I assumed that daylight harvesting was a relatively new technique, originating in recent concerns about the environment, sustainability, etc.
So I was surprised to see the following item on p. 32 of the June-July 1935 issue of “National Radio News”, a publication of the former National Radio Institute home-study school:
“In Wallach Bros. Store, Fifth Avenue, New York, illumination is kept constant by photoelectric tubes. Regardless of fluctuations in daylight, the interior of the store is always well lighted. These tubes automatically function to turn off and on enough lamps so that a constant degree of illumination is maintained”.

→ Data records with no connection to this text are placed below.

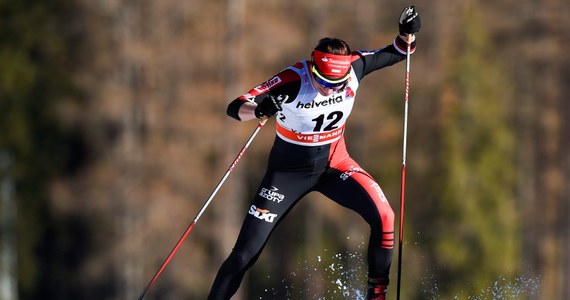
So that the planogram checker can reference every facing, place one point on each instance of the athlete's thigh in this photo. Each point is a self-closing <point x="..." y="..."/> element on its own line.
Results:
<point x="351" y="186"/>
<point x="276" y="195"/>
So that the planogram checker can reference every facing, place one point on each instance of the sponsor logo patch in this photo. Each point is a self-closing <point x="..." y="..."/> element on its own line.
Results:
<point x="262" y="214"/>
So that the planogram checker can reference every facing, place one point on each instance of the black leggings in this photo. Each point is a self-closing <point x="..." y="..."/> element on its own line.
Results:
<point x="292" y="173"/>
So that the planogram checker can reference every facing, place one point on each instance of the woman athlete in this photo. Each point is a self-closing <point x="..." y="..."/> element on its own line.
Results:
<point x="311" y="101"/>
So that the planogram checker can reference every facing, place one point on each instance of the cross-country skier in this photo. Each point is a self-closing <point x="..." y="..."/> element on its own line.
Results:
<point x="311" y="101"/>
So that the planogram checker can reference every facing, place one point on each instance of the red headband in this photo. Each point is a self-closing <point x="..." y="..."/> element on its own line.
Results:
<point x="331" y="66"/>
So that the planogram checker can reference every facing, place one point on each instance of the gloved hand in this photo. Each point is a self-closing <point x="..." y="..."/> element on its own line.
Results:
<point x="270" y="106"/>
<point x="409" y="22"/>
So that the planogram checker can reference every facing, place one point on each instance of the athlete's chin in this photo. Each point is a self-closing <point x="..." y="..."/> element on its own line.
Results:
<point x="324" y="92"/>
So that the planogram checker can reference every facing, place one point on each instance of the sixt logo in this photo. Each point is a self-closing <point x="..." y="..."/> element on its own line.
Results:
<point x="330" y="101"/>
<point x="262" y="214"/>
<point x="378" y="190"/>
<point x="271" y="194"/>
<point x="351" y="170"/>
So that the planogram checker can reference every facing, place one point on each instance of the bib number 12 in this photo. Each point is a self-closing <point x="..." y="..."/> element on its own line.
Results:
<point x="334" y="117"/>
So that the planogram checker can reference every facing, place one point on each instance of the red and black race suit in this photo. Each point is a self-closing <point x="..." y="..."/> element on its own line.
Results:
<point x="309" y="154"/>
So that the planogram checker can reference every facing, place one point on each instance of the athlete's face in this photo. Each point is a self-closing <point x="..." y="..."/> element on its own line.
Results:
<point x="326" y="90"/>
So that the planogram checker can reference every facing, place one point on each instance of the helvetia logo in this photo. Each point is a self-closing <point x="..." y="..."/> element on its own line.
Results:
<point x="262" y="214"/>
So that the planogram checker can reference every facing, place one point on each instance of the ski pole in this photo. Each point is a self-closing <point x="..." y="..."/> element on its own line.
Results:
<point x="191" y="226"/>
<point x="403" y="181"/>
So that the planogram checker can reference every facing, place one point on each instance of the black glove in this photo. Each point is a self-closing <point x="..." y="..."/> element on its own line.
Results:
<point x="409" y="22"/>
<point x="270" y="106"/>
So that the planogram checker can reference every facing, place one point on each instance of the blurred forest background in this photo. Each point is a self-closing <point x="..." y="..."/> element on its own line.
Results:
<point x="113" y="133"/>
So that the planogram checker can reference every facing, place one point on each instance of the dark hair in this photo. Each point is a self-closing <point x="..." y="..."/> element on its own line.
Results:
<point x="333" y="46"/>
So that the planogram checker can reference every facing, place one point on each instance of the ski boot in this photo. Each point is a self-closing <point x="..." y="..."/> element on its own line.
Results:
<point x="377" y="288"/>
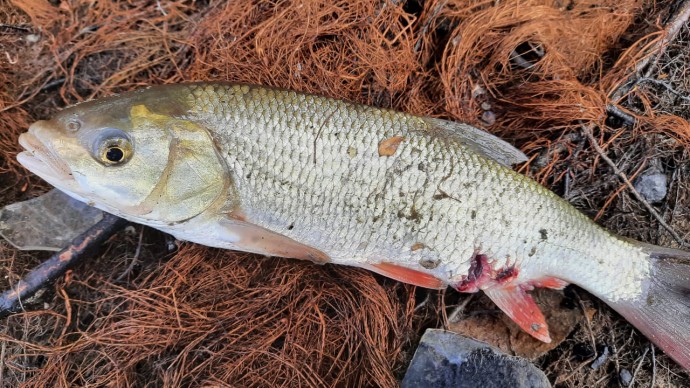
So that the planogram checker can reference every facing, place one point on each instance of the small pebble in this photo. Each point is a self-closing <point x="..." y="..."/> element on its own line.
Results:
<point x="652" y="186"/>
<point x="32" y="38"/>
<point x="626" y="377"/>
<point x="448" y="360"/>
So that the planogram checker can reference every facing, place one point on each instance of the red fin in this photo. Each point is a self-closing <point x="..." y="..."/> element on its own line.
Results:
<point x="520" y="307"/>
<point x="406" y="275"/>
<point x="555" y="283"/>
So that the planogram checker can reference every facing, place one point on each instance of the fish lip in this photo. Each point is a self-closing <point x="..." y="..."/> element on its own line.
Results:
<point x="40" y="159"/>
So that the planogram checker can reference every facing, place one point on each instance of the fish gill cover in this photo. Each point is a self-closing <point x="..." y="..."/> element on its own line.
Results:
<point x="533" y="72"/>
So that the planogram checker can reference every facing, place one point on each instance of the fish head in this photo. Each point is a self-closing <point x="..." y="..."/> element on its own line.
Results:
<point x="137" y="156"/>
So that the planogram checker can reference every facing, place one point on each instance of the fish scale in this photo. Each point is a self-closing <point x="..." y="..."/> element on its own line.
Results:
<point x="421" y="200"/>
<point x="390" y="197"/>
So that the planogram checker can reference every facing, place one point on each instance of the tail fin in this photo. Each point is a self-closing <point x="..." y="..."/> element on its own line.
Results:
<point x="663" y="313"/>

A Walmart has skylights and daylight sensor control, it was done 3+ yrs ago. A few warehouses have installed some type of light tube for daytime 'free' lighting. A recent office reno installed one (1) light tube that has a 2x2 troffer look. That caught my attention when I turned the light switch 'off' and it remained lit. IMHO, a neat look, but what if the person prefers a 'dark' office for computer work? It could not be shut off in daylight!
There is an possible alternative to installing blinds on the skylight. When I was in college, the campus newspaper ran a parody issue that included an ad for the new GE "dark-bulb". Designed for use in photographic darkrooms it sucked up all the light in a room whenever it was switched on.